Dalam rangka mendorong pengembangan etika dunia bagi kehidupan
berkelanjutan, maka pada tahun 1991
dalam suatu pertemuan yang diprakarsai oleh World
Conservation Union dan dihadiri oleh banyak pakar dunia dari berbagai agama,
telah dirumuskan Elemen Etika Dunia untuk Kehidupan Berkelanjutan (Hamilton 1993), sebagai berikut:
1. Setiap manusia adalah bagian dari komunitas kehidupan dari semua makhluk
hidup yang saling berhubungan antar sesama, antar generasi sekarang dan
generasi yang akan datang, kemanusiaan dan bersandar dari alam. Mencakup juga
keragaman budaya dan alam.
2. Setiap manusia memiliki hak asasi yang sama, mencakup hak untuk hidup, kemerdekaan
dan keamanan personal, hak untuk bebas berbicara, berpikir, beragama, bebeas
menyelidiki dan mengungkapkan hasil penyelidikannya; kedamaian bertemu dan
berkumpul; berpartisipasi dalam pemerintahan; pendidikan dan mendapatkan
sumberdaya dalam dunia yang terbatas untuk suatu standar kehidupan yang layak.
Tidak ada individu, kemunitas, atau bangsa yang berhak menghilangkan hak
pihak yang lain untuk memenuhi kebutuhan
dasarnya.
3. Setiap orang dan setiap masyarakat berhak menghormati hak-hak tersebut dan
bertanggungjawab untuk melindungi ha-hak tersebut.
4. Setiap bentuk kehidupan memerlukan pernghargaan secara bebas dari manusia.
Pengembangan manusia tidak boleh menekan keutuhan alam atau daya hidup spesies
lain. Orang harus menghargai semua ciptaan secara layak dan melindungi mereka
dari kekejaman, menghindari penderitaan dan pembunuhan yang tidak perlu.
5. Setiap orang harus bertanggungjawab terhadap dampak dari tindakannya
terhadap alam. Orang harus memelihara proses ekologis dan keragaman alam dan
memanfaatkan setiap sumberdaya alam dengan hemat dan efisien, menjamin bahwa
pemanfaatan mereka terhadap sumberdaya alam yang dapat diperbaharui secara
berkelanjutan.
6. Setiap orang harus mengarahkan bersama-sama secara adil manfaat dan biaya
dari pemanfaatan sumberdaya diantara berbagai komunitas dan kelompok
kepentingan, diantara generasi sekarang dan generasi yang akan datang. Setiap
generasi harus meninggalkan untuk masa yang akan datang suatu dunia yang
beragam dan produktif. Pembangunan oleh masyarakat atau generasi tidak boleh
membatasi peluang dari generasi atau masyarakat yang lain.

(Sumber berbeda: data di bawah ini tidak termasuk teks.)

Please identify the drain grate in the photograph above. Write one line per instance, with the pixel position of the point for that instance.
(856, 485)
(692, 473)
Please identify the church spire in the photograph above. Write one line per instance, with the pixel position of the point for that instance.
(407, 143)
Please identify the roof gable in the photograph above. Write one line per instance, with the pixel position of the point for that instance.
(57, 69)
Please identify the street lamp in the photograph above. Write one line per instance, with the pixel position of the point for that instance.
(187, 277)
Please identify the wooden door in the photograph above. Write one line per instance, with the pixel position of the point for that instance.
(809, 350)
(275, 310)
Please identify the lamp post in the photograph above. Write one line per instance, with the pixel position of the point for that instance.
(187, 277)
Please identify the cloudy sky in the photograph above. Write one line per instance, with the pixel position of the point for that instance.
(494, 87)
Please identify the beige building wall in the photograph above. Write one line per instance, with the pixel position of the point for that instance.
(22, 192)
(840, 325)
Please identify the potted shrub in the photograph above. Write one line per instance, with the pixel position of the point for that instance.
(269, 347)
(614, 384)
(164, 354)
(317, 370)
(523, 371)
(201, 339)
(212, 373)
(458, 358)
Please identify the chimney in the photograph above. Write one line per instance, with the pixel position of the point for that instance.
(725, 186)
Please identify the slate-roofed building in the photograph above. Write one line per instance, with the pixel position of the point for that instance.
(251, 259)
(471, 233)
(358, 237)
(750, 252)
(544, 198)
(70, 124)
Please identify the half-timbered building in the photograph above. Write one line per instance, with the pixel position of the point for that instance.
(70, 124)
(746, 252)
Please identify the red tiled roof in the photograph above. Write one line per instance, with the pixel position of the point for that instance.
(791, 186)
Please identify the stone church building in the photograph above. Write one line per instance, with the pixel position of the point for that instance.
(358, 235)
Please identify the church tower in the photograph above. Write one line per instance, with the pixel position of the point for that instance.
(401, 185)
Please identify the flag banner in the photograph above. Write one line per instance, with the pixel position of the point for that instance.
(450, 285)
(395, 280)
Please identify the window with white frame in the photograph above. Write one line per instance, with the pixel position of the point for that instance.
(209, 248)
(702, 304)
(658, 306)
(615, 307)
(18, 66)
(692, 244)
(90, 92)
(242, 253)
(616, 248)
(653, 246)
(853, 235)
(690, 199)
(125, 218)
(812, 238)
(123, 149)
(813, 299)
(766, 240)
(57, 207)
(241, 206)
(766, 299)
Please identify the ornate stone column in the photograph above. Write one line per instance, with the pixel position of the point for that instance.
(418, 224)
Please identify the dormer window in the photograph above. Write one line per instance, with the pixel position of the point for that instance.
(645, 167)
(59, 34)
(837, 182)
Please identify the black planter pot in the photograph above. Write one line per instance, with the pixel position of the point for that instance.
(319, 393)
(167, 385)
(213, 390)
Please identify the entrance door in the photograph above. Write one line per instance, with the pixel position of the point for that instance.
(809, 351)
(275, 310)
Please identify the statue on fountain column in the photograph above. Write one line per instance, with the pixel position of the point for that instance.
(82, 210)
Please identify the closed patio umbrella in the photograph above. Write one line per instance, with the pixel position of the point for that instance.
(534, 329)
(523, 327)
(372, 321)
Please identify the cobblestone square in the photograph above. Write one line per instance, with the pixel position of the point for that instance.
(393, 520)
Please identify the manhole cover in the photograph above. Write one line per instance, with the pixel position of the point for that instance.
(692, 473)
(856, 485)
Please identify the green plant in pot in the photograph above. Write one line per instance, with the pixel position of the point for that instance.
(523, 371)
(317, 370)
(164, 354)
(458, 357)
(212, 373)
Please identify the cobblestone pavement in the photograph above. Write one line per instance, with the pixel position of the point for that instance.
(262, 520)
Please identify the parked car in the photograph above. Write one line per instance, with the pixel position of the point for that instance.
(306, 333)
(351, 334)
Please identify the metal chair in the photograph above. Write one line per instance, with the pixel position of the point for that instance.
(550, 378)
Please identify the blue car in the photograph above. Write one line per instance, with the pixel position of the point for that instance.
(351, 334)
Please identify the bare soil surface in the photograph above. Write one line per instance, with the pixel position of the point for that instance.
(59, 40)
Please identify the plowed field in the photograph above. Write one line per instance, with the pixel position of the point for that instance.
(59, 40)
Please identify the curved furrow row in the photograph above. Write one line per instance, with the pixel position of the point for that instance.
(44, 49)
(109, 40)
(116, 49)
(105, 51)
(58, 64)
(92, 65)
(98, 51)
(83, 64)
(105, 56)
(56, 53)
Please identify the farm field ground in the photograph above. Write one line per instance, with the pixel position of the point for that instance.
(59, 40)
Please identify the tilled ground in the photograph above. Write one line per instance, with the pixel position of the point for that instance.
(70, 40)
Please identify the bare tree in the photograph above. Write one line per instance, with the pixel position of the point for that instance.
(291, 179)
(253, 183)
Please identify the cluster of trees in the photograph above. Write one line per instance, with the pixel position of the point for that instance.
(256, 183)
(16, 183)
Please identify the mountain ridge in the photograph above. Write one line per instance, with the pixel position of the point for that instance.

7. Perlindungan terhadap hak-hak asasi manusia dan semua kekayaan alam yang
ada merupakan suatu tanggungjawab dunia yang melewati batas semua kulturak,
idelogi dan wilayah geografi. Tanggungjawab itu bersifat individual maupun
kolektif.
Secara global baik argumentasi etik maupun rumusan elemen etik seperti dikemukakan
di atas tidak bisa dilepaskan dari pengaruh
pandangan barat yang modern dan pandangan timur yang tradisional
Pandangan timur lebih menekankan
pada pendekatan mental dengan usaha
pengembangan spiritualitas dan pengurangan sifat-sifat ego, tanpa kekerasan dan
meletakkan manusia sebagai bagian tak terpisah dari alam; kelestarian biodiversitas
menjadi fokus perhatian. Sebaliknya pandangan
barat lebih menekankan pada pendekatan teknologi, meningkatkan usaha pemenuhan
seluruh kebutuhan hidup manusia (konsumerisme), bertindak dengan kekerasan serta
mengembangkan ekonomi dengan prinsip pertumbuhan yang sebesar-besarnya, lebih
antroposentris atau berpusat pada kepentingan manusia dengan memandang manusia
merupakan satu bagian tersendiri dari alam. Pandangan barat menekankan pada
keseluruhan usaha meningkatkan produktivitas sumberdaya alam bagi kemaslahatan
manusia dengan penggunaan teknologi sebagai kekuatan utamanya. Dalam perspektif barat tersebut, jelas terlihat bahwa pandangan baratlah yang hampir mendominasi pemikiran
kebanyakan penggerak konservasi di dunia ini yang lebih dibangun atas dasar
prinsip pendekatan antroposentris dan biontris, lebih sekularis yang alpa
terhadap kesadaran dan panggilan pertanggunjawaban Ilahiah (transedental). Pandangan barat lebih menekankan pada kepercayaan
terhadap kekuatan akal pemikiran manusia dan andalan teknologi sebagai faktor
penting dalam pengendalian pemanfaatan
sumberdaya alam, lepas dari semangat dan kesadaran emosi dan spiritualitas
manusia sebagai suatu kekuatan penting. Berbeda halnya dengan pandangan Timur,
yang menempatkan pengendalian mental (emosi) dan pengembangan spiritualitas
sebagai salah satu ciri penting dan mendasar dalam usaha pemenuhan kebutuhan
hidupnya. Pandangan timur ini antara lain diwakili oleh kultur negara-negara
timur seperti Jepang dan Cina yang selalu mengembangkan hubungan harmoni dengan
alam lingkungannya dalam usaha memenuhi kebutuhan hidupnya. Ada dorongan kuat
untuk mencapai derajat manusia dan kemanusiaanya melalui pola hubungan yang
selaras dan dengan pemanfaatan sumberdaya alam dan lingkungannya. Emosi dan
spiritualitasnya selalu diarahkan sejalan dengan kondisi dan tatanan alam.